彼の言葉を読むために、私は自分のスマホに手を伸ばした。
アプリを立ち上げるなり、次々と文字が入力され始めた。
『いやばいやばい、秋波と文化祭に行ける。え、夢?』
椚君の反応からして、感嘆符は数えきれないほど付いていることだろう。
彼を見上げると、ばっちり目が合った。彼は我に返ったらしく、顔を真っ赤にして私の正面に来てしゃがんだ。

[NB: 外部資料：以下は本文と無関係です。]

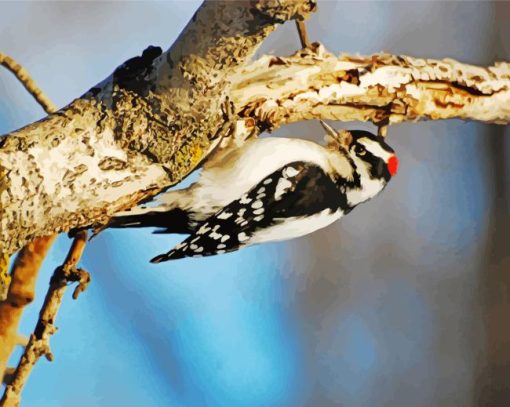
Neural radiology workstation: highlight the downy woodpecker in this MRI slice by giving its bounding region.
[109,121,398,263]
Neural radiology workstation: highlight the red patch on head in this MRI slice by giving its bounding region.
[386,155,398,177]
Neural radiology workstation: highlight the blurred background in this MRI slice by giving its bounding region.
[0,0,510,407]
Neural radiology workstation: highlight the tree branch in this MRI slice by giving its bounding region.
[0,52,57,375]
[230,46,510,129]
[0,0,315,254]
[0,235,56,380]
[0,52,57,113]
[0,231,90,407]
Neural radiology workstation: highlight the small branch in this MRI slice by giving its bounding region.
[0,231,90,407]
[0,52,57,382]
[0,52,57,114]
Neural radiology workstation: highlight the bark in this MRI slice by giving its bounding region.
[231,45,510,129]
[0,230,90,407]
[0,0,510,254]
[0,0,315,255]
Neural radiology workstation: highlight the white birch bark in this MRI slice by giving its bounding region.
[0,0,510,254]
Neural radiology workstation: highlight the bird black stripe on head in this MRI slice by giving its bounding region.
[147,162,351,263]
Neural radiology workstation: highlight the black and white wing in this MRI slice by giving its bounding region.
[151,161,347,263]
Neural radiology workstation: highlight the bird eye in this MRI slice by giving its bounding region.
[354,144,367,157]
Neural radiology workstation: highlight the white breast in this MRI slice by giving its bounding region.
[188,137,330,212]
[247,209,343,245]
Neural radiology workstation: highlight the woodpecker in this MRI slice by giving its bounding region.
[109,121,398,263]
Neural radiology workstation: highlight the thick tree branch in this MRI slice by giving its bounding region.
[0,0,315,254]
[230,47,510,129]
[0,0,510,262]
[0,52,57,113]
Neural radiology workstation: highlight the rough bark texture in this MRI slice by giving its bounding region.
[0,0,315,254]
[231,46,510,128]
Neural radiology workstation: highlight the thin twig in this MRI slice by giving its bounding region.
[0,235,56,375]
[0,230,90,407]
[0,52,57,113]
[0,52,57,375]
[296,20,311,48]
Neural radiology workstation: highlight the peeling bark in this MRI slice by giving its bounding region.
[0,0,315,255]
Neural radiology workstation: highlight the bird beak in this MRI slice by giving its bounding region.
[320,120,352,148]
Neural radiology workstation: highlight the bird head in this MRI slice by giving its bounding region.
[321,120,398,206]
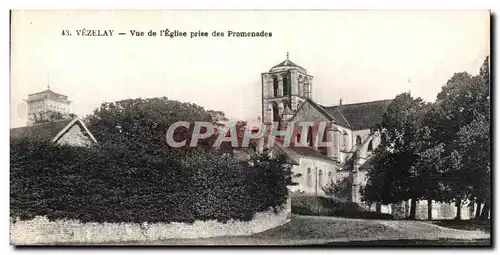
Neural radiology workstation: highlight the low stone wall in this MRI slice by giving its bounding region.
[10,201,290,245]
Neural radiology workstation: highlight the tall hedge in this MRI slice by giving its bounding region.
[10,140,291,223]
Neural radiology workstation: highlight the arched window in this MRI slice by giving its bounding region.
[307,127,314,147]
[273,102,280,121]
[342,131,349,151]
[298,75,304,97]
[282,74,290,96]
[295,133,300,143]
[318,169,323,188]
[307,167,312,187]
[356,135,361,146]
[273,75,279,97]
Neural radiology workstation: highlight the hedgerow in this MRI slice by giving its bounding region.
[10,140,291,223]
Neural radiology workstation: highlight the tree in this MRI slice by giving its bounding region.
[363,93,429,219]
[35,110,77,124]
[432,58,491,219]
[322,177,352,199]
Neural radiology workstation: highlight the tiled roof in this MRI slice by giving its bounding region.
[10,119,72,141]
[270,59,304,71]
[323,99,392,130]
[359,157,373,170]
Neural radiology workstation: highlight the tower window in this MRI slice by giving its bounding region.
[318,170,323,188]
[342,131,349,151]
[273,102,280,121]
[307,127,314,147]
[273,75,279,97]
[283,75,290,96]
[307,167,312,187]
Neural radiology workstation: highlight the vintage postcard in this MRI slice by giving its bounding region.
[10,10,493,247]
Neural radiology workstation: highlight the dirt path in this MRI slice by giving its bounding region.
[118,215,490,246]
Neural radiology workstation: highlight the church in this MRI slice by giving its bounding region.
[261,53,469,219]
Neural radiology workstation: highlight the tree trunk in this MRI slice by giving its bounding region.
[474,200,482,219]
[409,198,417,220]
[427,199,432,220]
[455,199,462,220]
[481,199,490,220]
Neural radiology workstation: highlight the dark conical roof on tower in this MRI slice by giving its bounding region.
[269,52,304,72]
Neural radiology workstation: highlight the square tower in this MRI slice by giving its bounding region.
[26,88,71,125]
[261,53,313,123]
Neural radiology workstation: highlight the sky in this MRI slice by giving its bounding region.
[10,10,490,128]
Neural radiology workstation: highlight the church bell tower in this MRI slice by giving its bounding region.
[261,52,313,124]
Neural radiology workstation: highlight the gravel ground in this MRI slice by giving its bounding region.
[65,215,491,247]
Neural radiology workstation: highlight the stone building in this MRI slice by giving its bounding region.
[10,118,97,147]
[26,87,71,125]
[261,54,474,218]
[10,87,97,147]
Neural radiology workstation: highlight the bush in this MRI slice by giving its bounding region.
[10,140,291,223]
[292,195,392,219]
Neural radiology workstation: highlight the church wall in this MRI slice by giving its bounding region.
[336,125,353,163]
[293,102,329,122]
[290,157,338,196]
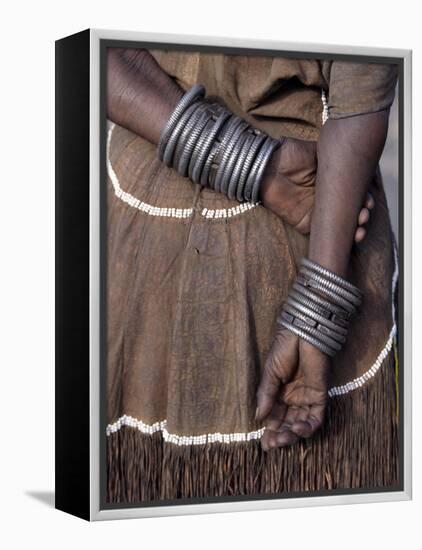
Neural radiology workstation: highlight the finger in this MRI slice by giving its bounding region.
[290,405,325,437]
[280,406,301,431]
[268,406,301,448]
[272,429,299,447]
[265,402,287,431]
[365,193,375,210]
[358,208,370,225]
[261,401,287,451]
[255,368,280,421]
[355,227,366,243]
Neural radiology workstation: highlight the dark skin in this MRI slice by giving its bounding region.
[107,48,382,450]
[256,110,389,450]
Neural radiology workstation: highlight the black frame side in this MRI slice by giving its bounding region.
[55,30,90,520]
[99,39,405,510]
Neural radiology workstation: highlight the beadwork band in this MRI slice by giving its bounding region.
[158,84,282,203]
[277,258,362,357]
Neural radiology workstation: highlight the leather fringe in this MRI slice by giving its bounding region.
[107,353,399,503]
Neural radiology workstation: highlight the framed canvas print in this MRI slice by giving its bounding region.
[56,29,411,520]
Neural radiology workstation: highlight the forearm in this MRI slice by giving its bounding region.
[107,48,183,144]
[309,110,389,277]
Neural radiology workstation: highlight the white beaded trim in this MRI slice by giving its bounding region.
[328,247,399,397]
[321,90,328,125]
[107,123,258,219]
[106,248,399,445]
[106,415,264,445]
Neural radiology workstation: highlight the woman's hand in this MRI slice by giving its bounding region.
[260,138,375,242]
[256,327,330,451]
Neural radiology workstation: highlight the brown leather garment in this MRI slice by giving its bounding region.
[107,51,397,500]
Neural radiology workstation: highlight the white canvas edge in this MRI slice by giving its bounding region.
[90,29,412,521]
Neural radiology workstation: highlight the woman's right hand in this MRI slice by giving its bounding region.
[260,138,375,242]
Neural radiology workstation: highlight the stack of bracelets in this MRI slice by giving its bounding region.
[277,258,362,357]
[158,84,362,357]
[158,84,282,203]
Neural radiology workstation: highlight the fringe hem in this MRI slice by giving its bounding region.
[107,353,399,503]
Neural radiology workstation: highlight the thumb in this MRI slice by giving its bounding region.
[255,366,280,421]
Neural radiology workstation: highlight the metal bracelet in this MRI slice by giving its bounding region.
[162,103,198,166]
[177,109,211,176]
[293,282,351,327]
[173,102,207,175]
[217,122,249,194]
[277,258,362,357]
[188,103,229,183]
[296,273,356,313]
[286,300,347,342]
[236,132,266,201]
[227,131,255,200]
[301,258,362,298]
[277,318,336,357]
[158,84,205,160]
[300,267,362,307]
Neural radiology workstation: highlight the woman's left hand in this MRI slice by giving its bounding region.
[256,327,330,451]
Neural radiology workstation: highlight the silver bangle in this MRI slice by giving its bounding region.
[278,319,336,357]
[277,258,362,357]
[301,258,362,298]
[158,84,205,160]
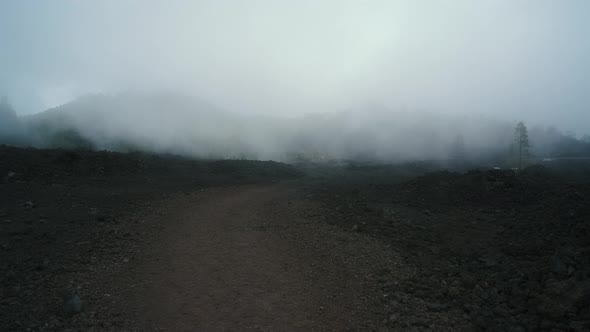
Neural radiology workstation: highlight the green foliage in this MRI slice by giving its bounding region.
[512,121,531,169]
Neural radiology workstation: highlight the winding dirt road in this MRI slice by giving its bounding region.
[119,184,397,331]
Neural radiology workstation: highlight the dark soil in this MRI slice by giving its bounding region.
[0,146,299,331]
[318,167,590,331]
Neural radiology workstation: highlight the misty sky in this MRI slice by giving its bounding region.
[0,0,590,133]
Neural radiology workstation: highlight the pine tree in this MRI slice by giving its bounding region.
[514,121,530,169]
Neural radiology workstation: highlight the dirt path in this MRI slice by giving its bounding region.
[119,185,395,331]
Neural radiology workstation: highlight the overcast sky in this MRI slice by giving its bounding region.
[0,0,590,133]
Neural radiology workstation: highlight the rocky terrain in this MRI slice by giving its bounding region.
[319,167,590,331]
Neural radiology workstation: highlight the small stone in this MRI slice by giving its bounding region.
[63,290,82,317]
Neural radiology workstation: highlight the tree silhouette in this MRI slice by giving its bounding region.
[514,121,530,169]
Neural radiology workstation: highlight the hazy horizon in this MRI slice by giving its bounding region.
[0,0,590,134]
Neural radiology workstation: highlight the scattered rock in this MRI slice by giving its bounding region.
[63,289,82,317]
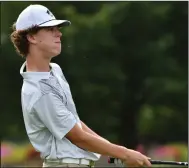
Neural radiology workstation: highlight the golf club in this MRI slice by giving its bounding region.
[108,157,188,166]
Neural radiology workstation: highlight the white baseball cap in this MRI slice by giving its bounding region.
[16,5,71,30]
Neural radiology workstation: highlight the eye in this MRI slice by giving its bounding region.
[47,27,54,31]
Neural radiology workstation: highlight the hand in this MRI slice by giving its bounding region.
[122,149,151,167]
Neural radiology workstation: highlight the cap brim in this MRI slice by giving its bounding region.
[39,20,71,27]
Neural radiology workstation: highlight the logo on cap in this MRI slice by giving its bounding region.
[47,10,54,17]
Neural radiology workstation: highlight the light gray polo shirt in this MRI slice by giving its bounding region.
[20,62,100,161]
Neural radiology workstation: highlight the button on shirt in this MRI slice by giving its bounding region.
[20,62,100,161]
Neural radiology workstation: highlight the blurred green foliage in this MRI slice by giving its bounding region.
[0,1,188,148]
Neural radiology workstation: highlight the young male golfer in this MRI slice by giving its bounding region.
[11,5,151,167]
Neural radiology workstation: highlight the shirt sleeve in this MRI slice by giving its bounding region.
[34,93,76,140]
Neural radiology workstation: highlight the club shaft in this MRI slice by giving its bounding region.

手に持っていたスマホ画面を見せながら、口をパクパクと動かした。
『考えてくれてありがとう。文化祭、今からすごく楽しみになった』
椚君は満面の笑みを浮かべていた。
こんなに喜ばれるとは思ってなかった。
椚君の笑みと言葉に、心臓がバクバクとうるさい。
『当日、楽しみにしてる』
『うん』
ノートから私に戻ってきた目は、キラキラと輝くブラウンだった。
***
昼休みが終わって教室に戻ると、教卓の上に山のようにプリントが積まれていた。
スマホを弄ていた明美ちゃん先生と目が合った。目を逸らした。
何も訊かないでおこう。
そう思っていたのに、明美ちゃん先生が手招きするのが見えた。
思わずそちらに顔を向けると、私に見えるようにかざした先生のスマホに、見たくもない文字が既に並んでいた。
『午後からこれをやるわよ』
悪魔の微笑みが浮かんでいた。
新は苦笑いをしていた。
巴がいたら、耳を塞いで机に突っ伏していたことだろう。私もそうしたい。耳は塞がなくても聞こえないけど。せめてもの抵抗に背中を向けた。
目が合った新が、明美ちゃん先生を指さした。
渋々振り返ると、先生のスマホに文字が入力されているところだった。
『今日からしばらく、午後は文化祭の準備に当てられるでしょ? だから、うちのクラスではこの補習プリントをします』
そんな宣言するように胸を張って言わないでほしい。
そうだ、文化祭。私は先生の言葉でハッとした。
教卓に弁当を置かせてもらい、ノートを広げる。
『文化祭の日、出席します』
『あら、そうなの?』
『巴と新に、文化祭の写真と動画を頼まれました』
まぁ嘘ではない。
頼まれているのは事実だ。この前のお見舞いで、巴にも改めて頼まれたことだし。
『そう。1人で?』
明美ちゃん先生は心配そうに私を見た。首を横に振ってノートにペンを走らせる。
『椚君と』
『あぁ、屋上の優しい人だったかしら?』
『その人です』
『分かったわ。じゃあ、当日は一度この教室に登校してくれる?』
私はこくりと頷いた。
自分の席に戻り、スマホの音声入力アプリを立ち上げて机に置く。すぐにスマホは誰かの声を拾って、文字に変換した。
『紅弥と文化祭行くことにしたのか?』
この話し方は新だ。隣を見ると、新は嬉しそうに笑っていた。そんな顔されると、なんだか気恥ずかしい。
私は視線を机に落として、小さく頷いた。
『楽しんで来いよ』
スマホ画面から新に視線を戻すと、満足そうに頷いていた。